Berlin : Quartiersmanagement: Stütze vom Staat für Kieze auf der Kippe

Ole Töns

Das Notprogramm des Senats für Problemkieze auf der Kippe - das Quartiersmanagement - wird auf zwei weitere Wohngebiete ausgeweitet. Der Reuterkiez zwischen Sonnenallee und Landwehrkanal, nordöstlich des Kottbusser Dammes sowie problembelastete Wohngebiete zwischen Humboldthain und Leopoldplatz im Wedding erhalten künftig mehr Geld und Personal für soziale und städtebauliche Projekte. Dies erklärte gestern Stadtentwicklungssenator Peter Strieder.

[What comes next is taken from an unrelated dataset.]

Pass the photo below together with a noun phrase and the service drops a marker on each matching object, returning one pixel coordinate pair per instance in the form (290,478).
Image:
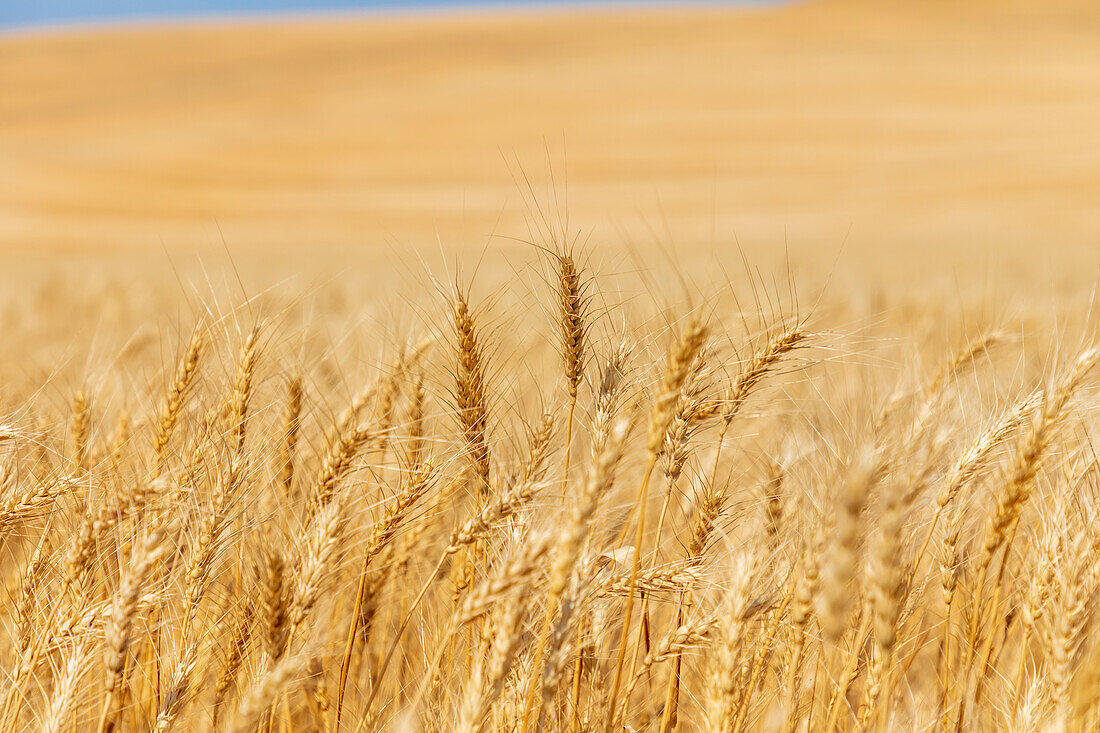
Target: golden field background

Mit dem Quartiersmanagement wird bereits seit rund drei Jahren versucht, den Verfall von Wohnqualität und sozialer Situation in bisher 15 über die Stadt verteilten Gebieten aufzuhalten. Zu den Kriterien der Mitte der 90er-Jahre begonnenen Auswahluntersuchungen gehören unter anderem Arbeitslosigkeit, Anteil an Sozialhilfeempfängern und Bewohnern aus anderen Herkunftsländern sowie Ab- und Zuwanderungsbewegungen innerhalb der Stadt. Ziel der Entwicklungspolitik ist es nach Darstellung Strieders, die Stadt mit ihren Quartieren als urbanen Lebensraum für alle Menschen gleichberechtigt zu gestalten. Der SPD-Politiker betonte, dass das Zusammenleben verschiedener sozialer Gruppen und Schichten eine Grundlage für stabile Bewohnerstrukturen sei. In den ausgewählten Quartieren kommt dagegen zur hohen Zahl der Arbeitslosen und Sozialhilfeempfänger eine starke soziale Entmischung: Bewohner mit besserem Einkommen ziehen fort.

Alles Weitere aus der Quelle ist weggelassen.